We made some specific coding choices above that made our two logical into a computable check that can actually be run. Indeed, sort_spec xs sort returns true if and only if sort returns the correct answer on xs. There are some tricky points here.

Why is our sorted function the same as our predicate for the list being sorted?
What about equal_elements?

What to do with a formalized spec?

What we have done above by defining sort_spec is show that, for a given list xs, we can decide whether sort behaves correctly on that list xs. Correctness of an algorithm on a specific input is usually easy to directly check. What's harder is showing that sort behaves correctly on all inputs:

\[ \forall xs \in \texttt{int list}, \texttt{sort_spec}(xs, sort). \]

In general, questions like this one above is undecidable: no computer program, given the code for sort, can automatically compute with absolute certainty whether the above formula is true. This is mostly due to the fact that int list is infinite (modulo restrictions in OCaml about the sizes of integers), so we can't exhaustively check every case. However, even though this problem is undecidable, there are still a lot of things you can do.

Decidability

We can generalize the above discussion to talk about decidability in general. Given a set \(S\) (encoded via logical specs), the decision problem for \(S\) is the task of asking whether a given function \(f\) is inside of \(S\) or not. The decision problem for \(S\) is decidable if there exists a program decide that, given \(f\), can always output a correct yes/no answer for whether \(f \in S\). A problem is undecidable if there does not exist such a program. Thus, this set is decidable:

\[ S = \{(xs, f) \mid \texttt{sort_spec}(xs, f) \}\]

while this one isn't:

\[ S = \{f \mid \forall xs, \texttt{sort_spec}(xs, f) \}.\]

Property-Based Testing

Given a specification \(S\) given via logical specs, we can use property-based testing, or PBT, to test whether a given function \(f\) is in \(S\). The essence of PBT is to reinterpret all universal quantifiers as probabilistic checks, where we sample from a distribution (often many times). While we can't decide if \(f \in S\) with absolute certainty, PBT still allows us to automatically find counter-examples with minimal effort.
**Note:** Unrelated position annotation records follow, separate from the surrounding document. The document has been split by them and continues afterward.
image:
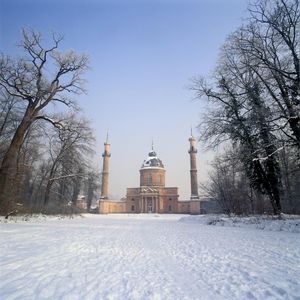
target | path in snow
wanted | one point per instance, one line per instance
(146, 257)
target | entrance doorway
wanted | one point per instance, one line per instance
(149, 205)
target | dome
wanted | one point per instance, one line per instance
(152, 161)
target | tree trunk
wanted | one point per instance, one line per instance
(9, 165)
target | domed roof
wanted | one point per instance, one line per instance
(152, 161)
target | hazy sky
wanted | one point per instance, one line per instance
(142, 55)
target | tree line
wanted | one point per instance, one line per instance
(45, 155)
(253, 112)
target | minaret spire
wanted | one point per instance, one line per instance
(193, 171)
(106, 137)
(105, 170)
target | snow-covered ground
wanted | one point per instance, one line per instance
(146, 257)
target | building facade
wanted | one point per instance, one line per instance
(152, 196)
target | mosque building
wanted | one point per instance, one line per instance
(152, 196)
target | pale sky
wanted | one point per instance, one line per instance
(143, 54)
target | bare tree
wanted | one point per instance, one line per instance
(256, 93)
(45, 75)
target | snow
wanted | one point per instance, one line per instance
(290, 223)
(146, 257)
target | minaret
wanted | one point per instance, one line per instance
(105, 171)
(193, 161)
Since our logical spec for sort is \(\forall xs, \texttt{sort_spec}(xs, \texttt{sort})\), we see we have one quantifier that we need to sample for. We sample this quantifier using a generator:

let gen_uniform_list (len_bound : int) : unit -> int list = fun () ->  
    let len = Random.int len_bound in 
    (* Standard library function to create lists using a function *)
    List.init len (fun _ -> Random.int 100)

A note about Random

In OCaml, Random.int generates random values based on a pseudorandom number generator (PRNG), which creates random values given a seed. If you use Random.int (or any other function in Random) and you want it to actually be random, you need to call Random.self_init () first. Alternatively, you can fix the seed by calling Random.init 32.

In general, a generator for t will have type unit -> t; thus, we can think of gen_uniform_list as being a function from integers (for the length bound) to generators for int list. We now create a sampler for the quantifier, which we will suggestively call forall:

let rec forall_list (gen : unit -> int list) (prop : int list -> bool) (trials : int) : (int list) option =
    if trials <= 0 then     
        None (* No counter-example found *)
    else 
        let xs = gen () in 
        if prop xs then 
            forall_list gen prop (trials - 1)
        else Some xs

Above, we are using the OCaml standard library functions for List. We will use them more going forward. If all tests succeed, we return None; else, we return Some xs, where xs is the counter-example of correctness. Additionally, we are abstracting over the generator we will use for the input.

Next class we will run this on an implementation of sort!